Monday, September 29, 2014

I'm A Weird RM

Yesterday was a little bit weird for me.

Okay.

A lot a bit.

There was a homecoming in my ward for a sister who served her full 18 months. The goal for all sister missionaries, ya know? That year a half that we devote to this beautiful gospel we have been blessed with.

I got my 9 months and came home.

And don't get me wrong. It was what had to happen. I needed to come home. Especially since I'm still getting my killer migraines. Side note: Not as fun as people thing they are. -.-

ANYWHO. Back to topic.

So I'm sitting there in sacrament meeting listening to this sister speak. And it was beautiful. Really. I thought she did a phenomenal job and really invited the spirit to be there with us. She was the typical sister missionary. The soft, sweet voice. The maturity of growing and experiencing life in a different culture. All of that jazz.

Then I thought back to myself.

...If you know me.. I'm not that. I never was the sister to sit and say in hushed, loving tones: "Well, brother and sister, Blah blah blah blah." That wasn't me. I was loud. I was direct. I was straight to the point. I cracked jokes constantly.

Coming home, I felt like I wasn't converted like other sister missionaries. That I must not have done my part in the field. I just took it for a joke.

IT'S NOT TRUE.

Satan, ya know? He works at ya. Gets to you in whatever way He possibly can.

Okay, so maybe I'm not like most sister missionaries to return from their mission.

BUT I DON'T WANT TO BE.

While I was out in the beautiful country of Mexico, I really learned who I was. I learned that it's okay to like yourself. That I may be freaking weird... but that is why I had so many amazing relationships. I believe that we are sent to our missions for who we ARE. Not just what we need to become.

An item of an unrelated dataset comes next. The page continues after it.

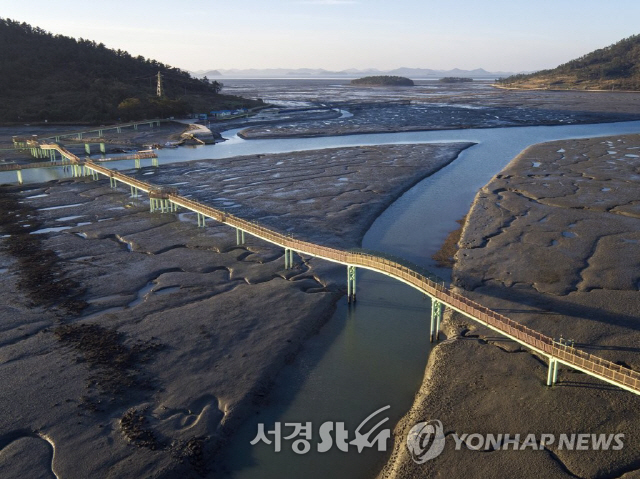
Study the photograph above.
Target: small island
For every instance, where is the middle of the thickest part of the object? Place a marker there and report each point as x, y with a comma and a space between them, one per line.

The people that I came to know in Mexico, even for my short time I was there, were the greatest humans to ever exist. I can tell you for a FACT that I was sent to Mexico to meet Perla and Ofelia Mendoza. Ramon Calderon. The Maldonado Family. Maria Hernandez. Dani and Ale Navarro. And so many more. Whether it was for them or for me... I know that because of who I am, it was necessary to meet them. 

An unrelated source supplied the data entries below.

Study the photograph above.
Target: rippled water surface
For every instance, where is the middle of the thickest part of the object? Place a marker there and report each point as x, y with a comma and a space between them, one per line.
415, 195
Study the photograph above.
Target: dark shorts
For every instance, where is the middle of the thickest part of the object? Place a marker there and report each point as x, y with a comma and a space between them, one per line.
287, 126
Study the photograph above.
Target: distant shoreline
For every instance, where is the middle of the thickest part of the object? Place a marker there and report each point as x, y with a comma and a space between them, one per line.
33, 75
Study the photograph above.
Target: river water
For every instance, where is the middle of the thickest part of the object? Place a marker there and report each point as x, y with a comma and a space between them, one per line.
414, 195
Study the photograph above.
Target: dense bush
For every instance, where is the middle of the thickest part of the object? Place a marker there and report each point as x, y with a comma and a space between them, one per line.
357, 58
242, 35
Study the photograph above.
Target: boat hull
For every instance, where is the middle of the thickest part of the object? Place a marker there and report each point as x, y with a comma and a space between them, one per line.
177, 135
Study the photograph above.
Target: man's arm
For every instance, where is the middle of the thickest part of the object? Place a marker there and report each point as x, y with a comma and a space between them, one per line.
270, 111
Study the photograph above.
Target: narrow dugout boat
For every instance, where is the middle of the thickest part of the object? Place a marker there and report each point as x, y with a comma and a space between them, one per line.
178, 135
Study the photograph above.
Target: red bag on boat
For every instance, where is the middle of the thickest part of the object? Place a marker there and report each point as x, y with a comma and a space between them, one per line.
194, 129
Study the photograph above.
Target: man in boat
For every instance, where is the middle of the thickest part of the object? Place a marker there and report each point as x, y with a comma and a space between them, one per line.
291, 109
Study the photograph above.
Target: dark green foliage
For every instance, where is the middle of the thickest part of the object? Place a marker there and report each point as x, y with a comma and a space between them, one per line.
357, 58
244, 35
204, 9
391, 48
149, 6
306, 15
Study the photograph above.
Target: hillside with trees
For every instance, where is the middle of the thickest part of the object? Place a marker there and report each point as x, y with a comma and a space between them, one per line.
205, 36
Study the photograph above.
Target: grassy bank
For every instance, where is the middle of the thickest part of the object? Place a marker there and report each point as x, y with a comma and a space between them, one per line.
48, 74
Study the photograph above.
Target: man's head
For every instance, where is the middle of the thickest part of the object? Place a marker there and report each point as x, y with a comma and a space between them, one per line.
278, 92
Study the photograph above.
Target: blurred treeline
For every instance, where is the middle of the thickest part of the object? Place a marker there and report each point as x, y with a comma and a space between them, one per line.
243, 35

Sure. I changed dramatically on my mission. My testimony is unshakeable, now. I know that this Gospel of Jesus Christ is the true gospel. I know that I am a daughter of a KING. I learned how to live alone, and how to take care of your companion when they need someone. I learned to not judge someone for their past, no matter how bleak and hard it might have been. I came to know that I have a relationship with my Heavenly Father.. a relationship that means more to me than anything else on the planet.

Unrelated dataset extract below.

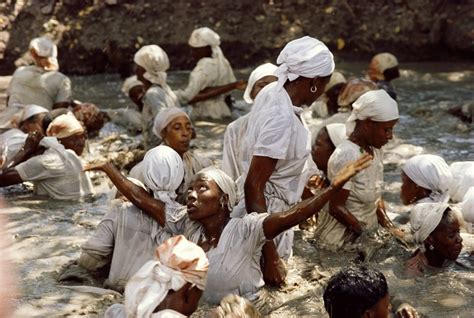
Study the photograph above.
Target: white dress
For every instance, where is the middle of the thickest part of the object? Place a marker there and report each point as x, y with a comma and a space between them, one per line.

What am I trying to say with this random post of words?

It's okay. It's okay to be the weird sister missionary who still is loud and crazy. It's okay to feel like you aren't LIKE THE REST.

Be you. Be who you want to be. Do what you want to do. Say what you want and need to say. I'm grateful I'm not like other sister missionaries that have come home. I'm grateful that I'm still just as crazy as the day I left. I'm grateful that I found out who I am.

The mission... My heart isn't all here with me in little Utah. Benemerito, Vallejo... that is where the other part of me is. And it will forever be a place indescribable.